Egypt top envoy to Baghdad kidnapped as US Attorney General pays surprise visit

Published July 3rd, 2005 - 03:54 GMT

Egypt's top envoy to Iraq has been kidnapped in Baghdad just weeks after arriving in the country, Egyptian diplomats said Sunday. Two diplomats, speaking in Cairo and Baghdad to The AP, said Ihab al-Sherif was kidnapped late Saturday in the Iraqi capital.

 

Al-Sherif had arrived in Baghdad on June 1. In mid-June, the Egyptian government said it would upgrade ties with Iraq to full embassy status headed by an ambassador, but it was not immediately clear if al-Sherif currently held the title of ambassador. In a message relayed by a deputy, Egypt's Foreign Minister Ahmed Aboul Gheit said al-Sherif was "Egypt's representative to the whole Iraqi people and that his legal status is the chief of the diplomatic mission and not ambassador."

 

Egyptian deputy foreign minister Hani Khallaf also said he hoped the kidnappers would appreciate that al-Sherif had gone "to serve the interests of the Iraqi people and we expect them to deal with him in a way compatible with his national, pan-Arab and humanitarian mission."
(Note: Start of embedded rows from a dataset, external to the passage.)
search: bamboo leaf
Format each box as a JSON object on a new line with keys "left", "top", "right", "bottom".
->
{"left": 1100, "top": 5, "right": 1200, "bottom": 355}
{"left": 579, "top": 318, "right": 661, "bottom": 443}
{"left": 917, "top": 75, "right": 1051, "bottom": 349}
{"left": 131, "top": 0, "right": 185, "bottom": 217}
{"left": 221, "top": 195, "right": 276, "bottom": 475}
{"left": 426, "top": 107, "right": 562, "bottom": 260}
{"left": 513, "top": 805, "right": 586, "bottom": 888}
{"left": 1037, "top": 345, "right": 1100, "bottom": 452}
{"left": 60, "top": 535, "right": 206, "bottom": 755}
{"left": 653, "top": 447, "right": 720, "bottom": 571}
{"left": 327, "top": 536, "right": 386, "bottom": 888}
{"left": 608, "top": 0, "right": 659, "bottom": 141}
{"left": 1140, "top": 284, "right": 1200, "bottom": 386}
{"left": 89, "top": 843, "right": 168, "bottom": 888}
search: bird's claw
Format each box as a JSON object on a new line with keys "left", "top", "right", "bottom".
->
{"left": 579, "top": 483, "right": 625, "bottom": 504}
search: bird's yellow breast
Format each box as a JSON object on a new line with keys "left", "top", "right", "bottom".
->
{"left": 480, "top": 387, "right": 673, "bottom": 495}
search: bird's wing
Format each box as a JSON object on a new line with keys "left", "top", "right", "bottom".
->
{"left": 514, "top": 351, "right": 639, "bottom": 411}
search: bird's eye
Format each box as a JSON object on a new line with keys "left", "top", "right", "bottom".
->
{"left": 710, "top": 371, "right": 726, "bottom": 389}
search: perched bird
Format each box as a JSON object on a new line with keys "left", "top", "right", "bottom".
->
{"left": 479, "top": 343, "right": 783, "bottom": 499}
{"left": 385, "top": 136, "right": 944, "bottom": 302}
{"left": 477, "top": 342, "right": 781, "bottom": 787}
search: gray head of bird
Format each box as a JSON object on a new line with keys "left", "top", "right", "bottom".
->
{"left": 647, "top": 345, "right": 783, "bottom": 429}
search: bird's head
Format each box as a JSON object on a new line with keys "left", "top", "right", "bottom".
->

Meanwhile, Attorney General Alberto Gonzales made a heavily guarded surprise visit to Iraq Sunday, praising Iraqi's commitment to democracy in the wake of sustained deadly attacks.

 

Gonzales, on his first trip to Iraq, said he chose the Independence Day weekend to show support for U.S. troops and Iraq's nascent government. "We are doing a lot to promote democracy and the rule of law," Gonzales said aboard an Air Force plane en route to the Middle East.

 

Gonzales was meeting with U.S. soldiers, Justice Department officials working in Iraq and his counterparts in the Iraqi government.

 

In violence Sunday, a car bomb killed three Iraqi policemen north of Baghdad, while two U.S. soldiers were injured in a suicide attack near a checkpoint in the volatile western city of Ramadi.

 

Also in Ramadi, a U.S. military helicopter caught fire Saturday night, destroying $13.5 million CH-47 Chinook and injuring one crewman, the U.S. military said Sunday.